Despite candidiasis in most patients being the earliest clinical manifestation, the order of occurrence of major disease components varies between patients. Furthermore, CMC is not present in 100% of the patients and the match between CMC status and the presence of anti-IL-17F and/or IL-22 autoAbs is not absolute but correlative. These findings further underlie that incomplete penetrance of CMC in the biallelic APS1 even in the case of longstanding presence of Th17-related autoantibodies is possible.

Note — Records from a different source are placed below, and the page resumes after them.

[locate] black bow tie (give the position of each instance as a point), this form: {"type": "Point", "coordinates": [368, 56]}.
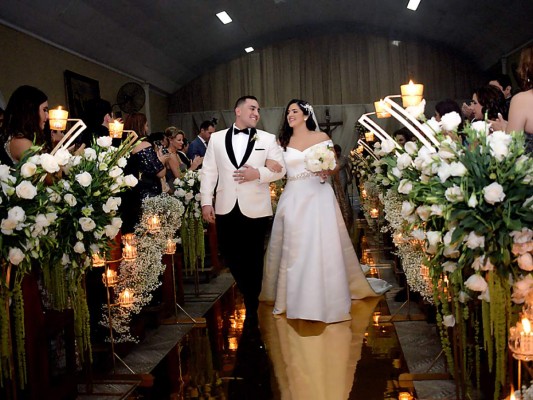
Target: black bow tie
{"type": "Point", "coordinates": [236, 131]}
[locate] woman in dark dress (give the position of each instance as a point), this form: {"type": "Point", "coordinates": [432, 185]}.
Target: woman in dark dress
{"type": "Point", "coordinates": [148, 166]}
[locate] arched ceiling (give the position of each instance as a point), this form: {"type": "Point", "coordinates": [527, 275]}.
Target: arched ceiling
{"type": "Point", "coordinates": [166, 43]}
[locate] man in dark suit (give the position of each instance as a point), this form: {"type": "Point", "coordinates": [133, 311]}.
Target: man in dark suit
{"type": "Point", "coordinates": [199, 145]}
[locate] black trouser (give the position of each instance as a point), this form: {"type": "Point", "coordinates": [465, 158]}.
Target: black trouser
{"type": "Point", "coordinates": [242, 244]}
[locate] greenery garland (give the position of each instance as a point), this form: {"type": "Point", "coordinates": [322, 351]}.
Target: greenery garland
{"type": "Point", "coordinates": [141, 276]}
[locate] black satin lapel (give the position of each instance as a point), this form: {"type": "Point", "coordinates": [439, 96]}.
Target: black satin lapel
{"type": "Point", "coordinates": [229, 147]}
{"type": "Point", "coordinates": [250, 147]}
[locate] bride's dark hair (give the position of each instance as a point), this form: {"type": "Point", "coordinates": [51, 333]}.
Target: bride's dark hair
{"type": "Point", "coordinates": [286, 130]}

This has been also illustrated recently for autoAbs against IFNs in patients with APS1 and severe COVID-19 [8].

Taken together, we believe that autoAbs neutralizing IL-22 and IL-17F may not be sufficient by themselves to precipitate CMC in subjects with APS1 genotypes. Our data suggest that the lack of anti-IL-17A autoAbs and the presence of IL-22-positive cells together may also have a role in protecting against CMC. The role of aberrant Th1 responses in precipitating CMC in APS1 patients is warranting further studies.